Lecture Notes for Introduction to Computer Science II

9 August 2001 - Dynamic Memory


  1. what it is

    1. free space left over after code + data is loaded

    2. the free space is shared between the stack and the heap

      1. every free memory location belongs to either the stack or the heap, but not both

      2. the more stack, the less heap, and vice versa

      3. your free space may vary

  2. why is it useful

    1. create values at run-time, rather than program writing time

    2. handle dynamic amounts of data without waste

    3. offer virtually unlimited data storage

  3. how to get some - new and delete

    1. unlike most modern programming languages, c++ forces you to deal with all aspects of managing dynamic memory

    2. new T allocates enough heap space to hold a value of type T

      1. returns a pointer of type T * to the value

      2. the allocated space contains garbage

      3. can initialize the allocated space with val by using new T(val)

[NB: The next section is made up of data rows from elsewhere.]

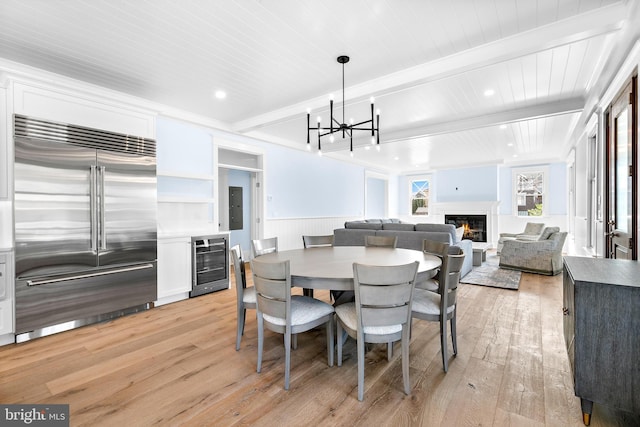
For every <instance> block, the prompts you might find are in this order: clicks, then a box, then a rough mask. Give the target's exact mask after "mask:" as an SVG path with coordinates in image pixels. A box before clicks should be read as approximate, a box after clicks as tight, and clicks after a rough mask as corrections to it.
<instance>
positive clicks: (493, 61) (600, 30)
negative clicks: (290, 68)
mask: <svg viewBox="0 0 640 427" xmlns="http://www.w3.org/2000/svg"><path fill="white" fill-rule="evenodd" d="M626 12H627V10H626V6H625V5H624V4H623V3H615V4H613V5H610V6H606V7H602V8H598V9H594V10H593V11H590V12H586V13H583V14H580V15H576V16H573V17H570V18H567V19H564V20H561V21H557V22H555V23H552V24H549V25H545V26H542V27H538V28H535V29H532V30H529V31H525V32H522V33H519V34H516V35H513V36H511V37H506V38H504V39H500V40H497V41H495V42H492V43H487V44H485V45H481V46H478V47H476V48H473V49H468V50H465V51H463V52H460V53H457V54H454V55H450V56H447V57H444V58H441V59H438V60H435V61H431V62H428V63H425V64H422V65H418V66H415V67H412V68H409V69H406V70H402V71H399V72H396V73H392V74H389V75H386V76H382V77H379V78H377V79H373V80H369V81H367V82H364V83H361V84H359V85H354V86H351V87H347V88H345V99H346V100H347V105H349V104H352V103H355V102H360V101H363V100H366V99H368V98H369V97H370V96H371V95H375V96H377V97H380V96H384V95H388V94H392V93H395V92H398V91H402V90H406V89H409V88H413V87H416V86H420V85H424V84H427V83H430V82H434V81H438V80H441V79H445V78H448V77H451V76H455V75H457V74H461V73H465V72H469V71H472V70H477V69H481V68H484V67H488V66H490V65H492V64H496V63H500V62H504V61H509V60H513V59H516V58H520V57H523V56H527V55H531V54H535V53H538V52H542V51H546V50H549V49H553V48H557V47H560V46H564V45H567V44H569V43H574V42H577V41H580V40H586V39H590V38H593V37H598V36H601V35H603V34H609V33H612V32H615V31H618V30H619V29H620V28H621V27H622V23H623V22H624V19H625V18H626ZM307 108H311V109H313V110H315V111H324V110H326V109H327V98H326V96H320V97H316V98H313V99H310V100H307V101H304V102H300V103H297V104H293V105H290V106H287V107H284V108H281V109H278V110H274V111H271V112H269V113H265V114H261V115H258V116H254V117H251V118H248V119H246V120H242V121H239V122H236V123H234V124H233V125H232V128H233V130H234V131H236V132H239V133H245V132H249V131H254V130H257V129H259V128H263V127H267V126H271V125H275V124H279V123H283V122H286V121H289V120H291V119H292V118H293V117H301V116H302V115H304V112H305V111H306V109H307Z"/></svg>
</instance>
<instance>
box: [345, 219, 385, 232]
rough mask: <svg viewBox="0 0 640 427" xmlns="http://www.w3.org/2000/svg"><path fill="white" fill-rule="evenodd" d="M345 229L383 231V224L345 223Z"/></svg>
mask: <svg viewBox="0 0 640 427" xmlns="http://www.w3.org/2000/svg"><path fill="white" fill-rule="evenodd" d="M344 228H349V229H356V230H382V223H381V222H362V221H347V222H345V223H344Z"/></svg>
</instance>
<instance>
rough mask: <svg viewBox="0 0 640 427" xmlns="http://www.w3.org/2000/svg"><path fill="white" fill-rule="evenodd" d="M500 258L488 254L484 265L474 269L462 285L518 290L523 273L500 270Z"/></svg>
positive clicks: (498, 256) (466, 278) (497, 256)
mask: <svg viewBox="0 0 640 427" xmlns="http://www.w3.org/2000/svg"><path fill="white" fill-rule="evenodd" d="M499 263H500V257H499V256H497V255H489V254H487V260H486V261H485V262H483V263H482V265H480V266H477V267H473V270H471V272H470V273H469V274H467V275H466V276H464V277H463V278H462V279H460V283H467V284H470V285H480V286H491V287H494V288H503V289H513V290H516V291H517V290H518V287H519V286H520V276H521V275H522V273H521V272H520V271H515V270H506V269H504V268H500V267H499V266H498V265H499Z"/></svg>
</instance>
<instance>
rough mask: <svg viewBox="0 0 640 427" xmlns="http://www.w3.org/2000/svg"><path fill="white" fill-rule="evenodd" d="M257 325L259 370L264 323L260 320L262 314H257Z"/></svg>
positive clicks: (261, 319) (258, 370)
mask: <svg viewBox="0 0 640 427" xmlns="http://www.w3.org/2000/svg"><path fill="white" fill-rule="evenodd" d="M257 326H258V367H257V369H256V370H257V372H260V370H261V369H262V344H263V341H264V329H263V327H264V324H263V321H262V316H261V315H258V318H257Z"/></svg>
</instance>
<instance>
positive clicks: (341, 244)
mask: <svg viewBox="0 0 640 427" xmlns="http://www.w3.org/2000/svg"><path fill="white" fill-rule="evenodd" d="M375 235H376V230H365V229H360V230H359V229H353V228H352V229H347V228H336V229H335V230H333V246H364V237H365V236H375Z"/></svg>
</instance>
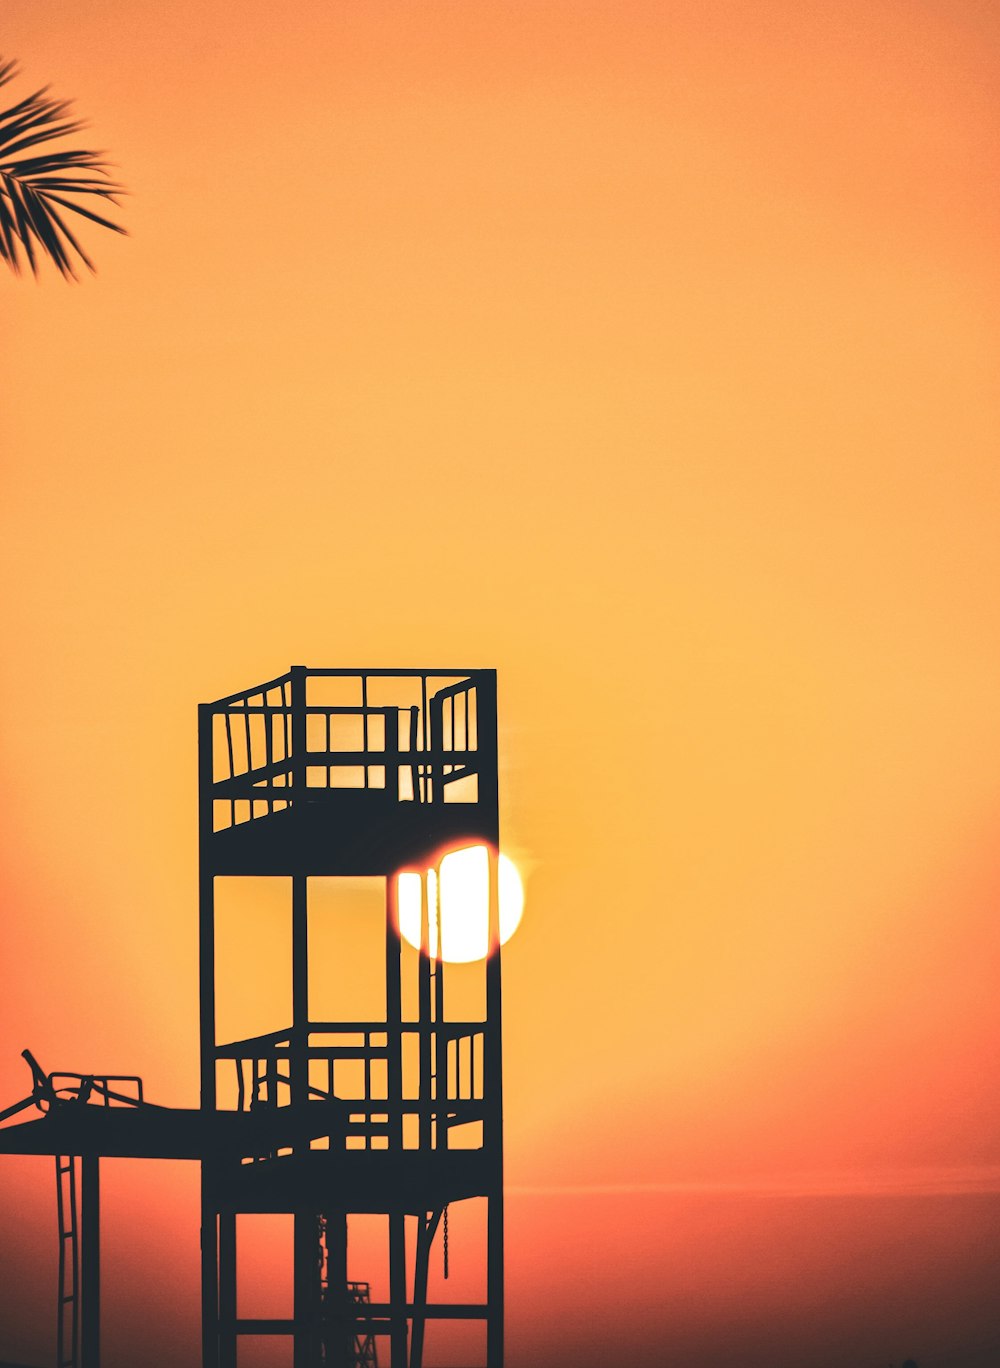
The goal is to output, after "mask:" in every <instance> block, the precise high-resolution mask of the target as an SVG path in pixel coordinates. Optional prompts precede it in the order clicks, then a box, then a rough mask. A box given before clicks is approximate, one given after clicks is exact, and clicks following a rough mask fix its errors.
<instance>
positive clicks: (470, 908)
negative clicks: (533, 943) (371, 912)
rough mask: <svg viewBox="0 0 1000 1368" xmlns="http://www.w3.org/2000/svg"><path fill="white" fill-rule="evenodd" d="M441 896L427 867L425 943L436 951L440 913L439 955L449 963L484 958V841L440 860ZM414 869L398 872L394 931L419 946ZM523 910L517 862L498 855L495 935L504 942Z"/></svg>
mask: <svg viewBox="0 0 1000 1368" xmlns="http://www.w3.org/2000/svg"><path fill="white" fill-rule="evenodd" d="M439 869H440V896H439V897H438V874H436V873H435V870H432V869H431V870H427V906H428V908H430V917H428V945H430V952H431V955H432V956H435V955H436V953H438V918H436V917H435V904H438V903H439V915H440V930H442V936H440V948H442V955H440V958H442V959H443V960H446V962H447V963H453V964H468V963H471V962H472V960H476V959H486V953H487V938H488V926H487V907H488V877H490V866H488V860H487V851H486V845H469V847H466V848H465V850H460V851H451V852H450V854H449V855H446V856H445V858H443V860H442V862H440V866H439ZM421 878H423V876H421V874H417V873H406V874H399V932H401V933H402V937H404V940H405V941H406V943H408V944H410V945H412V947H413V948H415V949H420V881H421ZM523 912H524V885H523V884H521V876H520V874H518V873H517V866H516V865H514V863H513V860H512V859H509V858H508V856H506V855H501V858H499V933H501V944H502V945H505V944H506V943H508V941H509V940H510V937H512V936H513V934H514V932H516V930H517V928H518V925H520V921H521V914H523Z"/></svg>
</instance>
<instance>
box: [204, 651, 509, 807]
mask: <svg viewBox="0 0 1000 1368" xmlns="http://www.w3.org/2000/svg"><path fill="white" fill-rule="evenodd" d="M487 673H488V674H490V677H491V672H476V670H472V672H460V670H456V672H447V670H424V672H415V670H409V672H408V670H309V669H305V668H304V666H293V669H291V670H290V672H289V673H287V674H283V676H280V677H278V679H275V680H269V681H268V683H265V684H260V685H256V687H253V688H250V689H244V691H242V692H239V694H231V695H230V696H228V698H224V699H219V700H218V702H216V703H212V705H208V713H209V714H211V737H212V780H211V792H209V793H204V792H202V802H205V800H207V802H211V804H212V830H216V832H218V830H223V829H226V828H230V826H238V825H242V824H245V822H250V821H256V819H259V818H264V817H269V815H272V814H275V813H282V811H285V810H287V808H291V807H294V806H295V803H300V802H308V803H309V804H316V803H324V802H327V803H343V802H352V803H357V802H358V800H360V798H361V795H364V796H365V799H367V800H368V802H372V800H382V802H384V803H389V804H397V803H413V804H443V803H461V804H479V803H480V802H482V800H483V802H486V803H488V802H490V795H492V793H495V788H497V774H495V747H494V748H490V746H488V744H484V746H482V744H480V728H479V702H480V689H482V688H483V685H484V684H486V676H487ZM456 676H457V677H456ZM324 684H334V685H337V687H335V689H332V692H328V694H327V696H326V698H324V696H323V695H324V689H323V685H324ZM387 696H390V698H394V699H399V700H398V702H397V700H387ZM345 699H350V700H346V702H345Z"/></svg>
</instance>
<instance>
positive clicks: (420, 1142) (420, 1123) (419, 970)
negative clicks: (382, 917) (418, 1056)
mask: <svg viewBox="0 0 1000 1368" xmlns="http://www.w3.org/2000/svg"><path fill="white" fill-rule="evenodd" d="M430 882H431V878H430V871H428V870H424V871H423V873H421V876H420V959H419V960H417V975H419V977H417V1018H419V1027H420V1089H419V1097H420V1149H421V1150H428V1149H430V1148H431V951H430V917H428V912H430V908H428V885H430Z"/></svg>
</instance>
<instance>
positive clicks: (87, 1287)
mask: <svg viewBox="0 0 1000 1368" xmlns="http://www.w3.org/2000/svg"><path fill="white" fill-rule="evenodd" d="M100 1163H101V1161H100V1159H98V1157H97V1155H83V1161H82V1170H83V1172H82V1183H81V1187H82V1198H83V1201H82V1209H81V1216H82V1231H81V1263H82V1270H81V1272H82V1278H81V1312H82V1317H81V1319H82V1327H81V1328H82V1335H81V1368H100V1361H101V1170H100Z"/></svg>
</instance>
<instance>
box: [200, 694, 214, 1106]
mask: <svg viewBox="0 0 1000 1368" xmlns="http://www.w3.org/2000/svg"><path fill="white" fill-rule="evenodd" d="M212 763H213V762H212V710H211V707H209V706H208V705H205V703H202V705H201V706H200V707H198V1008H200V1026H201V1107H202V1109H207V1111H215V1044H216V1041H215V878H213V877H212V866H211V862H209V844H211V840H212V825H213V824H212V780H213V769H212Z"/></svg>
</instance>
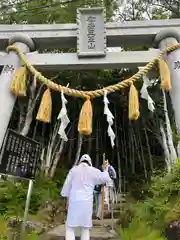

        1. string * sp = new string("hello world!");

    3. delete ptr deallocates the memory allocated by new

      1. once memory is deallocated, all pointers to it are invalid

    4. if new allocates it, delete should deallocate it

    5. if delete deallocates it, it must have been allocated by new

  4. how it goes wrong - freeing too early, or too many times, or not at all

    1. dangling pointers - ip = jp; free(jp); *ip = 3;

    2. garbage - { int ip = new int; }

    3. over deleting - ip = jp; free(jp); free(ip);

    4. deleting garbage - int * ip; free(ip);

    5. dynamic memory doesn't obey scope - it doesn't disappear when its scope does

    6. these errors are not necessarily immediately fatal - it may take time

    7. a good rule of thumb - if you new it, delete it too.

  5. dynamic memory and objects

    1. allocate object values like any other value

      1. new followed by a constructor call

      2. the default constructor can be called without parenthesis

    2. deallocate objects like any other

    3. pointers inside of objects

      1. what's the problem - pointer values don't disappear when object values do

      2. what's the solution - the opposite of constructors; something that's called when an object value disappears

      3. destructor ~class-name() { . . . }

        1. no return value; no arguments; can't be overloaded

        2. called automatically when object values fall out of scope or are deleted

        3. do not call destructors explicitly


This page last modified on 6 August 2001.